Figures showing that several of 2016’s 10 worst-performing funds reside in the Targeted Absolute Return sector have reopened a debate over the products’ aim of producing positive returns in all market conditions.
In a banner year for absolute return fund flows, data from FE Analytics show City Financial Absolute Equity, Odey Absolute Return and Argonaut Absolute Return have lost between 15 and 25 per cent so far in 2016, ranking them among the worst in the UK fund universe.
Pioneer’s Sterling Absolute Return Bond Sicav has also shed 15 per cent, although this relates to a euro-denominated share class which reflects the pound’s 2016 weakness.
The Odey fund, run by James Hanbury, aims to deliver positive returns over rolling 12-month periods. Barry Norris’s Argonaut fund aims to do so over three-year periods; its 2016 drop has pushed three-year returns into the red. Three-year figures for City Financial’s David Crawford remain healthy, despite a 15 per cent drop this year, but fund buyers have asked questions of the sector as a result of this year’s sharp falls.

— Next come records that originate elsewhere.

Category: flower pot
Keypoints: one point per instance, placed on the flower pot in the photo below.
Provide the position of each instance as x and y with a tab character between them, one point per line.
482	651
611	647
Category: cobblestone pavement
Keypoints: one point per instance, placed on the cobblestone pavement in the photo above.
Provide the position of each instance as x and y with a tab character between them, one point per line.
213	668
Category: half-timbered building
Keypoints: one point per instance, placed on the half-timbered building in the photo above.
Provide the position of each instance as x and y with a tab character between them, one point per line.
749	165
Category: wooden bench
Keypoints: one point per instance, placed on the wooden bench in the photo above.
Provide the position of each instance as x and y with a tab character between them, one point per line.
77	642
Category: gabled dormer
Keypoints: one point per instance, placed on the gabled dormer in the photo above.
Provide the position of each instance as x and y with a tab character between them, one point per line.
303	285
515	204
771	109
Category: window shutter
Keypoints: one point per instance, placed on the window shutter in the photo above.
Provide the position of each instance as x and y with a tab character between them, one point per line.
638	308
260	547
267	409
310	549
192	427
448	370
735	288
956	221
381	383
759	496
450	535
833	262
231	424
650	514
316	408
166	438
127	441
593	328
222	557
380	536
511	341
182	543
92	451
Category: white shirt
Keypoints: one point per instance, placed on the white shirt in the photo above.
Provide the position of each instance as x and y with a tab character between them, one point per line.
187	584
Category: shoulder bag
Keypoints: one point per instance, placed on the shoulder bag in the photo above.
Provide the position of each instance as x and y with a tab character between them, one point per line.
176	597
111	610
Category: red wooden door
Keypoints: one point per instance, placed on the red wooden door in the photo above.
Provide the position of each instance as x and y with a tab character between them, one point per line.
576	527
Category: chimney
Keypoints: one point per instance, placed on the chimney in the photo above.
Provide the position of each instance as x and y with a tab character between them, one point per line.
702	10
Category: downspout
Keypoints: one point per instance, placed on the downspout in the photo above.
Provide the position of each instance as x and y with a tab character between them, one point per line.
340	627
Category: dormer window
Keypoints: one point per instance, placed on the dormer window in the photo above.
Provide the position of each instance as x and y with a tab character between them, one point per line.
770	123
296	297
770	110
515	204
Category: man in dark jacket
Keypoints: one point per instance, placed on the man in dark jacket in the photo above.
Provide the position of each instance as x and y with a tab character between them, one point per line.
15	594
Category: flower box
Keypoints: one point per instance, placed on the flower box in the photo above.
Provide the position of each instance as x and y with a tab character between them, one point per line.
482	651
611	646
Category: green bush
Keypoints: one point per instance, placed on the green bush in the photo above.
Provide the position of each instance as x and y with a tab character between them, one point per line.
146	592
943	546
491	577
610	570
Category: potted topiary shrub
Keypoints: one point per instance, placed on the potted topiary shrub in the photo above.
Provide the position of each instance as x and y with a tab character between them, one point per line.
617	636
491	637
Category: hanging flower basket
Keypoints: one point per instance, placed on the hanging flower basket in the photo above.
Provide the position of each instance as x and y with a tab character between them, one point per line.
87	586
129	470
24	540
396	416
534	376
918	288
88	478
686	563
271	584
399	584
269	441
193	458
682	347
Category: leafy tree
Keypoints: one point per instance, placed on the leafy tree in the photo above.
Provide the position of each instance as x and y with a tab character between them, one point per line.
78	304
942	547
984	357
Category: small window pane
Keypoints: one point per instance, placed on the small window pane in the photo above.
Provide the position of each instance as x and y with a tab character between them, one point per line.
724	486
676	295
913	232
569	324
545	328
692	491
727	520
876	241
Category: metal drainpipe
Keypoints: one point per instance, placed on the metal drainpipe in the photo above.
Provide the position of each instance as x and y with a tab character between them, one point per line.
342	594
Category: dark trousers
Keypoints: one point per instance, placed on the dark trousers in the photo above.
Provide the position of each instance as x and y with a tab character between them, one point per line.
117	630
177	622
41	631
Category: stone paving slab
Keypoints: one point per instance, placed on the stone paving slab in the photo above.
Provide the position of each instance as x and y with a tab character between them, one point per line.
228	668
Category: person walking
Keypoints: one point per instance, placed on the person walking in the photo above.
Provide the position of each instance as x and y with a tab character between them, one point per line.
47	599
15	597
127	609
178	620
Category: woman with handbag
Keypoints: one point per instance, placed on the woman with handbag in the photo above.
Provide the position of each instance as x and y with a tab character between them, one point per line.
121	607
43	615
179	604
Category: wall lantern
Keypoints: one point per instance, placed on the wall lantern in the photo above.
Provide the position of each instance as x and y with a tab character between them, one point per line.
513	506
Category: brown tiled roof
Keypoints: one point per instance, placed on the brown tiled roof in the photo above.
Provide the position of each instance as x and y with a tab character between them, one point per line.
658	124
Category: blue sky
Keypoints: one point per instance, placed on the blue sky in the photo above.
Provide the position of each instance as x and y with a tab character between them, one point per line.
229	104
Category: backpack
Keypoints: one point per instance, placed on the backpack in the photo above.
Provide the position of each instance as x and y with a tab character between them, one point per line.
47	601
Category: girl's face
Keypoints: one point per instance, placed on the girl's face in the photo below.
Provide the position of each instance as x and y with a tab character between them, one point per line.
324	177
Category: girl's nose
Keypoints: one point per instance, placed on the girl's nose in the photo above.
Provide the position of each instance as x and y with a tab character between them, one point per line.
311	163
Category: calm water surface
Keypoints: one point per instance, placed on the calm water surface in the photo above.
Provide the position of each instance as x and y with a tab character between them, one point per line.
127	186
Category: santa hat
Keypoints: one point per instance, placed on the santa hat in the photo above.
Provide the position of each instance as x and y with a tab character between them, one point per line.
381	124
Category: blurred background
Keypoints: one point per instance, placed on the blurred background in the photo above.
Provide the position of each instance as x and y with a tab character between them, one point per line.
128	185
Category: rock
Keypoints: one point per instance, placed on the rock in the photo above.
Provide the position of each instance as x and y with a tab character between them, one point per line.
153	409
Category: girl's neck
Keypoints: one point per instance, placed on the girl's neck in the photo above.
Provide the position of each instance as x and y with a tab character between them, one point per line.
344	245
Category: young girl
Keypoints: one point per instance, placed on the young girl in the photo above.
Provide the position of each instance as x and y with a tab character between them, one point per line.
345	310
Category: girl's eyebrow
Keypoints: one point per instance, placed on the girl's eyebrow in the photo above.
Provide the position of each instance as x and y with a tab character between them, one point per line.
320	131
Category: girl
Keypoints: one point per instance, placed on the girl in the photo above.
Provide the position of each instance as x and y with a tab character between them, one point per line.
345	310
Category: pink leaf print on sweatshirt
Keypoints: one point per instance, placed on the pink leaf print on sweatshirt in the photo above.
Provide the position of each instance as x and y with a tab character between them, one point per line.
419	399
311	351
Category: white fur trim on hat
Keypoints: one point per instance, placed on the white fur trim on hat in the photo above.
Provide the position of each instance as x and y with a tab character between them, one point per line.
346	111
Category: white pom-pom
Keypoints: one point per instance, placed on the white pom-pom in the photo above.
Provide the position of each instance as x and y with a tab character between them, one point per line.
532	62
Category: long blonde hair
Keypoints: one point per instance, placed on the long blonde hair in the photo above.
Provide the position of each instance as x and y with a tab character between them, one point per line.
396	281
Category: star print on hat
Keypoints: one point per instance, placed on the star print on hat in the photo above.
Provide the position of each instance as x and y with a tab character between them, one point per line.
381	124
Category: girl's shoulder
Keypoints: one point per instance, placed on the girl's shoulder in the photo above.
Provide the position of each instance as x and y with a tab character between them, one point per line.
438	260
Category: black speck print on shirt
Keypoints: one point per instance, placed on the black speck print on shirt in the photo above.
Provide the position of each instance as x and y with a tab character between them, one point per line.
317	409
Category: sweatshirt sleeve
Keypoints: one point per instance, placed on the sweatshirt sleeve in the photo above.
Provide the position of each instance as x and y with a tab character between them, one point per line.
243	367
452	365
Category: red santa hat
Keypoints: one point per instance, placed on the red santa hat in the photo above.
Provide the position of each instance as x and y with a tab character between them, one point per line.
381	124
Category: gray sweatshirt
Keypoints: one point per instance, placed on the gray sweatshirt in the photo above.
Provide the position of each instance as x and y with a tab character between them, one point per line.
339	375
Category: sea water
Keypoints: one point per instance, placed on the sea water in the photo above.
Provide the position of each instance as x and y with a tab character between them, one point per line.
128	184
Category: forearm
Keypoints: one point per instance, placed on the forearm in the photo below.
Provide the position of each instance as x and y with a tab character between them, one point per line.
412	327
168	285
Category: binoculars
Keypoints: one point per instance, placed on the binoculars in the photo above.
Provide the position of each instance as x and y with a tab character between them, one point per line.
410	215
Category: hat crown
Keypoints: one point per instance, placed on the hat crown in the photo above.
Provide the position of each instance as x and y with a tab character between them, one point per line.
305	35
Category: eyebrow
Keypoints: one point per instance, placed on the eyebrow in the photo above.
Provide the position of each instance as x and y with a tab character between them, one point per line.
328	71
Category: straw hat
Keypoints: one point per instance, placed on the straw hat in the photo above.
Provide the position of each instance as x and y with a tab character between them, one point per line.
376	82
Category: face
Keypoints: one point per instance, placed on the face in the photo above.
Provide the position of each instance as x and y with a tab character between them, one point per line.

“More needs to be done in terms of investors being aware of what they’re buying,” said Haig Bathgate, chief investment officer at Tcam.
An investor in the Argonaut fund who wished to remain anonymous admitted they had got “carried away” with the fund’s historical performance. The portfolio returned almost 80 per cent in the three years to 2015 – but has shed a quarter of its value this year.
“We certainly never would have expected it to fall 25 per cent [in one year]. We have now realised there will be times when the process works and when it doesn’t. In this case, we made a poor decision,” the investor said.
All three of the struggling funds are long/short equity strategies. Mr Bathgate acknowledged that the macro events of 2016 had meant company fundamentals were often overlooked by investors, making it a difficult time for this investment style. But he questioned the funds’ habit of taking big calls.
Absolute return funds have been a rare bright spot for the asset managers amid a disastrous year for fund flows. The sector has taken in £5bn in new money this year – though inflows into the four products in question have been muted – leading to the FCA to examine the sector as part of its asset management market study.
The regulator highlighted last month in its interim findings that absolute return products typically appealed to “customers who wish to reduce the risk of negative returns”.
Jonathan Bell, chief investment officer at Stanhope Capital Management, suggested investors may be allocating to the sector’s high-risk, hedge fund-like strategies in the belief their return profiles are similar to Gars-style multi-asset funds which sit in the same grouping.
“The warning you have to give investors is that just because something says absolute return, doesn’t mean it’s going to be low volatility or low risk. It is about how much you want your managers to speculate.”